映像作品だけど、とても文学的というか、村上春樹らしさにあふれる映画だった。
不思議な余韻の残る作品で、3時間の間に何度か涙が出た。
岡田将生氏はすごい俳優になったと思う。
2年前にNHKの「タリオ 復讐代行の2人」というドラマを観ていて感心したのだけど、今回も名演だった。
ベビーフェイスなのに、この人はヒールというか、ちょっと問題のある役が映える。
映画は「女のいない男たち」という短編集の内、3つの物語を結合させた話だということが分かった。
元々、後から原作を読んで違いを楽しむつもりだったけど、他の2つの物語をますます読みたくなった。
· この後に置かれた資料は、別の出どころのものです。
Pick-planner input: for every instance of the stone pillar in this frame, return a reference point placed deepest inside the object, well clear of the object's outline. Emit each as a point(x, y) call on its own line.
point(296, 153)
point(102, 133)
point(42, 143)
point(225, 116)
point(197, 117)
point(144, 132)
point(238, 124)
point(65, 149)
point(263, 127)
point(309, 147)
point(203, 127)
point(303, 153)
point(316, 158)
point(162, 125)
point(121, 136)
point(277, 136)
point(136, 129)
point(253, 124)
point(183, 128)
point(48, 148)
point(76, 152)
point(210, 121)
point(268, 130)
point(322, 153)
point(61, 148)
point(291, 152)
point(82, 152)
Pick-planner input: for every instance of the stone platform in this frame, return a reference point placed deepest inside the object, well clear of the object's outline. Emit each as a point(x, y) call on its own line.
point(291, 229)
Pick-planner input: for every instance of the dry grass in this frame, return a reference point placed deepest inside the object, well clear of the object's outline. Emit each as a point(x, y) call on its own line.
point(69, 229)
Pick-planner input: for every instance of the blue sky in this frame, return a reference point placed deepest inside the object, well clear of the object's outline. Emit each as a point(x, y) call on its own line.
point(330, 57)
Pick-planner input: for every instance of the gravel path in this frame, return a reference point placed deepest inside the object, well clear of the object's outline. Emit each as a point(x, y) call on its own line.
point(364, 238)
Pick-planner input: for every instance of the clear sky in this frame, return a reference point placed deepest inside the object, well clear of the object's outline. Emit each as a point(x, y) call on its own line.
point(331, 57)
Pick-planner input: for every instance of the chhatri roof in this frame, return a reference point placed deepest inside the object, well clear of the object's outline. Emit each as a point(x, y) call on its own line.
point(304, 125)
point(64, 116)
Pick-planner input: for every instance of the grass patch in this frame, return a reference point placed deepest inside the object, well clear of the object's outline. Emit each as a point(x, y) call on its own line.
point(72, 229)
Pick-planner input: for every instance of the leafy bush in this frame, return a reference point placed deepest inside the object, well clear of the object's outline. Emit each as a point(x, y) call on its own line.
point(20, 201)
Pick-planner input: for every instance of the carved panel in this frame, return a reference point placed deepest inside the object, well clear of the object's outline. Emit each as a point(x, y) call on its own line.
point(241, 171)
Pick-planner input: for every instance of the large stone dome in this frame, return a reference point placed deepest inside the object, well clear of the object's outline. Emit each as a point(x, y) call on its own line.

「ドライブ・マイ・カー」、「シェエラザード」、「木野」の3つのエピソードが映画の骨格になっている。
全6篇のオムニバス、個人的には 「木野」 のエピソードが一番好みだった。
呪われたバーテンダーの話、BARで読書をする客が登場するのだが、そんなこと考えたこともなかった。
喫茶店で煙草を吸えなくなって以来、コンビニのコーヒーを片手に、もっぱら公園のベンチで読書している。
BARで読書!?そのスタイルがアリなら、いつか自分も実践してみようと思う。
どのエピソードも共感して引き込まれた、女のいない男たちの深い喪失は自分なりに理解できる。
年齢を重ねると恋愛に臆病になる、それでも本人の意思と関係なく、心を惹かれてしまうことはある。
そして、恋に落ちた瞬間から彼女を失うことを考える、それは何の前触れもなく、ある日突然やってくる。
悲しむべき時にきちんと悲しまなくてはならない、泣くべき時にきちんと泣かなくてはならない。
困難でも、面倒くさくても、それを怠ると孤独という牢獄に囚われてしまうことになる。
コロナ禍になって、憑りつかれたようにエッセイばかり読んでいた。
パンデミックや戦争、現実がフィクションを超越してしまい、小説が色褪せて見えたから。
しかし、この短編集の6つの物語は私の奥深いところに届いて、そっと慰めてくれた。